5 Facts About Your Supplemental Security Income Payments While You Are Incarcerated

5 Facts About Your Supplemental Security Income Payments While You Are Incarcerated

In many cases, you don’t have control over the number of days you spend in jail, but if you are planning on not bonding out in the hopes of building time on a future sentence or getting a time served release, be sure to watch the calendar so you do not get your payments suspended.
  1. You do not need to be convicted to lose the payments. They will be stopped after you have been in jail for a calendar month, with or without a conviction. For example, if you are arrested May 1, your benefits stop June 1, because you have spent a calendar month incarcerated. If you are arrested May 10 your benefits won’t stop until July 1, because your calendar month is June 1 to June 30.
  2. If you are ultimately found innocent and released, you will still lose the payments for the months you were in jail waiting for court. Those payments will not be retroactively given to you.
  3. You can get payments reinstated as long as you get out in less than 12 months. Keep in mind it is 12 months from your first calendar incarceration month, not 12 months from your conviction.
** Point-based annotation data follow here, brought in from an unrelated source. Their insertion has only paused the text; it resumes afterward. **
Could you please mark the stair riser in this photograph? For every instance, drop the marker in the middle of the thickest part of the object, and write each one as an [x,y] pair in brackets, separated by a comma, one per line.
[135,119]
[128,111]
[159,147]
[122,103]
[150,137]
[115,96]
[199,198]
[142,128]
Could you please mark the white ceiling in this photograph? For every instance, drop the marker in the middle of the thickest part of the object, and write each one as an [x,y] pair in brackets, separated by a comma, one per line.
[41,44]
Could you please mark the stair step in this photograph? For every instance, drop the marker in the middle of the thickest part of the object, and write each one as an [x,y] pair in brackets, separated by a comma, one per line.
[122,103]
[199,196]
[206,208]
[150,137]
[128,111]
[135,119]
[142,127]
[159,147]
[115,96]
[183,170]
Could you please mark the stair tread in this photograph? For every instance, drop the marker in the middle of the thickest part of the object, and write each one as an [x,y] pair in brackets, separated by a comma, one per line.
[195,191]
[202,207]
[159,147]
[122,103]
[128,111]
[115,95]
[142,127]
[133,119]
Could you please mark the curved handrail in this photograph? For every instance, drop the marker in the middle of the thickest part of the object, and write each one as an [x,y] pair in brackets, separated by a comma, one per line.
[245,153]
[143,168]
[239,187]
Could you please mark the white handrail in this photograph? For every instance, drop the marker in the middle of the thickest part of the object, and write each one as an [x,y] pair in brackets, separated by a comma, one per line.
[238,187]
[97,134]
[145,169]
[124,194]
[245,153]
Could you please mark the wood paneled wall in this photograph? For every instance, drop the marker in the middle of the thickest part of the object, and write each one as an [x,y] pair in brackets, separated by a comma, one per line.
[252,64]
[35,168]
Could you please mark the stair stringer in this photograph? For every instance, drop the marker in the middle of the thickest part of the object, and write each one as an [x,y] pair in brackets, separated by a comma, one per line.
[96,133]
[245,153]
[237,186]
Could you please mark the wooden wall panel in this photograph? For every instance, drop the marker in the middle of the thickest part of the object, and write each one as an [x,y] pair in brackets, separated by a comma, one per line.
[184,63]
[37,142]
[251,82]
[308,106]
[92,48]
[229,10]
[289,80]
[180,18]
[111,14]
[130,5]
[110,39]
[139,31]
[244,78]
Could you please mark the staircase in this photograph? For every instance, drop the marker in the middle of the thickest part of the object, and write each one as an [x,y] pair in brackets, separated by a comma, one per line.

  4. Many jails and prisons have “pre-release” forms that allow you to start the reinstatement paperwork before you are released. The payments won’t start until after you are released but it begins that process, which can take some time. If not, you can file reinstatement forms once you are released.
  5. If you are incarcerated for more than 12 months, your supplemental security income case will be closed. If you wish to get benefits again, you will have to begin the entire application and qualifying process over again as if you were never on it before.